À la veille de la destruction de la maison de mes grands-parents en vue d’un projet d’urbanisme, j’ai tenté de rassembler autant de souvenirs que possible pour en apprendre davantage sur eux. Les photographies qui sont à l’origine de cette série sont des documents familiaux, portraits, photos de vacances pris dans les années 50, que j’ai retrouvés sous la forme de négatifs.
Je me suis alors penché sur chacun d’eux. Par dépit, frustration, et peur de perdre ces traces de vie que mes grands-parents n’avaient jamais partagées avec moi, j’ai commencé à intervenir sur ces photos.
Progressivement, j’ai recouvert, camouflé les visages et les corps des personnes présentes sur les photos, jusqu’à une totale disparition. Paradoxalement, l’intervention numérique que j’ai effectuée sur ces photos, la dissimulation de ces personnes, a été un moyen d’inscrire ces portraits dans ma mémoire.
Il s’agit pour moi d’un enterrement symbolique. Il ne reste au spectateur qu’à être attentif pour déceler des silhouettes fantomatiques, je serai le dernier dépositaire des compositions originelles.
Chaque image est accompagnée d’un cartel où figurent des noms fictifs correspondant au nombre de personnes qui figuraient à l’origine sur la photo. Des dates fictives sont mentionnées et correspondent à l’époque des prises de vue, proposant une histoire à récréer de toutes pièces.

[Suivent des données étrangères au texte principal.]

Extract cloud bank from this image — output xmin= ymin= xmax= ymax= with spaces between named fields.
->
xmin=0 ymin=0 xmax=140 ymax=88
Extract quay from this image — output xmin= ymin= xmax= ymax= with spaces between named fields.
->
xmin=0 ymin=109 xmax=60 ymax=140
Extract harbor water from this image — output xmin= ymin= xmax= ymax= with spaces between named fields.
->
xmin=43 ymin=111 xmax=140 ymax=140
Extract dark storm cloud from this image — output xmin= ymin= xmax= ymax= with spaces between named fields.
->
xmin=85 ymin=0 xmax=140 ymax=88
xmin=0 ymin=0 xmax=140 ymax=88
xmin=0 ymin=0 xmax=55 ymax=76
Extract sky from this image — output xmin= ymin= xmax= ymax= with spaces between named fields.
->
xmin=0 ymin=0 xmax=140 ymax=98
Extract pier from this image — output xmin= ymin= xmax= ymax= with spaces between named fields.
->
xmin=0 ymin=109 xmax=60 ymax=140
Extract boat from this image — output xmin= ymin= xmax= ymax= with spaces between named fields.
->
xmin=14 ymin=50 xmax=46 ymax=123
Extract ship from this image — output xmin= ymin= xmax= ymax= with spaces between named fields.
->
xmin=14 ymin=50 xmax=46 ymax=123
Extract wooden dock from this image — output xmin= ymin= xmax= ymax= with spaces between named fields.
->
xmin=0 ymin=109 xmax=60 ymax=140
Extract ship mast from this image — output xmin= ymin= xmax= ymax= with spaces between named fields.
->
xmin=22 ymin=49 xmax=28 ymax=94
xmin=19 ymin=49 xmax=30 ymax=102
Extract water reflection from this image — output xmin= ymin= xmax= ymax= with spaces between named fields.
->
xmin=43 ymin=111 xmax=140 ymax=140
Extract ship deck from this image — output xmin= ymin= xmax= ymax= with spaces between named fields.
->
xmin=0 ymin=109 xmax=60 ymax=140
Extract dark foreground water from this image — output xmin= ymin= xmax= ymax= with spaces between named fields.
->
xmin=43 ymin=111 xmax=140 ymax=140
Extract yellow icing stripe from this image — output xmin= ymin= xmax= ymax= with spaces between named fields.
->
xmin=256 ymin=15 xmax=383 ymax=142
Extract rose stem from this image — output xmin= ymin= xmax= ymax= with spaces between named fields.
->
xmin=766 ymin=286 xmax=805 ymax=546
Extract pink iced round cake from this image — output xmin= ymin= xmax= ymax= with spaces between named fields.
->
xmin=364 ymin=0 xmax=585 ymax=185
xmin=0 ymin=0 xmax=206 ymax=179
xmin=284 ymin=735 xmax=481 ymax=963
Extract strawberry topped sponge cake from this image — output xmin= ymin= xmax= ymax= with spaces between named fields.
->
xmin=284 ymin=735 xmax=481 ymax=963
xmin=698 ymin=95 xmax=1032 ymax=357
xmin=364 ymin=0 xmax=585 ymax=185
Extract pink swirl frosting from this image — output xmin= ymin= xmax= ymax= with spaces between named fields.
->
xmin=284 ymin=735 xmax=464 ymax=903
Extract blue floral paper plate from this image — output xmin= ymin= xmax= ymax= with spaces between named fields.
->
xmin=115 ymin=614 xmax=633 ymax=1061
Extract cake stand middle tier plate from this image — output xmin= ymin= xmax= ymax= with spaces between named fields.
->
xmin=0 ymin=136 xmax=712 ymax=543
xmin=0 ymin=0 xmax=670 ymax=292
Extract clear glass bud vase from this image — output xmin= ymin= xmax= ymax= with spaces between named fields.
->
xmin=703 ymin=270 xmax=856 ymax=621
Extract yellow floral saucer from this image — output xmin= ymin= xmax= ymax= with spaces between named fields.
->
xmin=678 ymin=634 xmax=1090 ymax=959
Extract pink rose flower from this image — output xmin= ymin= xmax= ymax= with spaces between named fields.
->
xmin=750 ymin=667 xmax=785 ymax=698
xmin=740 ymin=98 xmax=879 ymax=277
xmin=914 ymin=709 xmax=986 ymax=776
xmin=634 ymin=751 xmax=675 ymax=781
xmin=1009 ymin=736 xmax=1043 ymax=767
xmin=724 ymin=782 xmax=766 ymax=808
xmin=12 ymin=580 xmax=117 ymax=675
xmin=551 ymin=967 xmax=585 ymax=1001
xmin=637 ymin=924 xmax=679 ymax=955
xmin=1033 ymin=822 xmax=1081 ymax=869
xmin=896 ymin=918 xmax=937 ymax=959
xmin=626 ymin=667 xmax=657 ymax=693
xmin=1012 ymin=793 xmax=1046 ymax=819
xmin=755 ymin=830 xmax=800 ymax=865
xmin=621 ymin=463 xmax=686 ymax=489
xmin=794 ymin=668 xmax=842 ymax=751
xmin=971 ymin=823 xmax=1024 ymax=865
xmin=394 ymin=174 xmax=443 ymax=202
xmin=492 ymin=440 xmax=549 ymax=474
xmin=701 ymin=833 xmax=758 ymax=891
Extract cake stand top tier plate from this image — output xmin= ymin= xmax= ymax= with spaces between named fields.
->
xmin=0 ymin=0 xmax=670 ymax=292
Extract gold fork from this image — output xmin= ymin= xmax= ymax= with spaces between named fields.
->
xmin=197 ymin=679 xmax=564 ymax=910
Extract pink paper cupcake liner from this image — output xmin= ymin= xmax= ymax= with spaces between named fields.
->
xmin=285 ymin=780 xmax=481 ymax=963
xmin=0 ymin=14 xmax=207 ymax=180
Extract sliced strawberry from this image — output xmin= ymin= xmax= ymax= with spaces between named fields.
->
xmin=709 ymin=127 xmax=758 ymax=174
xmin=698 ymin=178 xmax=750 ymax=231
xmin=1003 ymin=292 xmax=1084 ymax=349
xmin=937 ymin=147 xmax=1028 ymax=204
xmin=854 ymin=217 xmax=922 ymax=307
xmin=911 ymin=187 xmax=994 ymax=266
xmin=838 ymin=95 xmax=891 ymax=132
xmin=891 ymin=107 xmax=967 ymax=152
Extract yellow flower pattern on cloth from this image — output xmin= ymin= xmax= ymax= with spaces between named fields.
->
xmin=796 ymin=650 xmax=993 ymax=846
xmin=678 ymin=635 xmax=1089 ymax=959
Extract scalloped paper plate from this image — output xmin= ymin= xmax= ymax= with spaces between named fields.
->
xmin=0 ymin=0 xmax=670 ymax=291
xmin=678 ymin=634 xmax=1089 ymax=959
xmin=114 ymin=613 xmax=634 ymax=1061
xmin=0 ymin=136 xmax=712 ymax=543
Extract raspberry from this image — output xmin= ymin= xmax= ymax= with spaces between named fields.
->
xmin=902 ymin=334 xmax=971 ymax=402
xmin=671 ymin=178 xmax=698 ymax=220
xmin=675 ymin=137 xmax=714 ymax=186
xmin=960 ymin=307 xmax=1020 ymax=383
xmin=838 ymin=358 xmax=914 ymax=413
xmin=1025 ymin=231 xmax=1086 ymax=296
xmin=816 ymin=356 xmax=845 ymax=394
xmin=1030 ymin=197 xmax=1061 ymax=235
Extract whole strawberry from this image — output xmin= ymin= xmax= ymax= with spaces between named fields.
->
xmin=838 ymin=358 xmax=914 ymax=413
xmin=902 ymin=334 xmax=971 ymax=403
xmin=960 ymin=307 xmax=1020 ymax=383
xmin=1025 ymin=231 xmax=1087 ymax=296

La notion de trace ne peut exister sans celle d’absence. C’est cette trace (au travers de l’absence) qui m’intéresse, quels résidus, physiques ou «moraux» l’homme laisse t-il derrière lui ? De quelle manière cette trace conditionne t-elle la suite ? La trace découle forcement d’une action, d’un événement ou d’une présence. C’est ce que je m’attache à rendre. Le médium photographique est le plus représentatif de cette marque. Il est l’illustration presque parfaite du « ça a été ».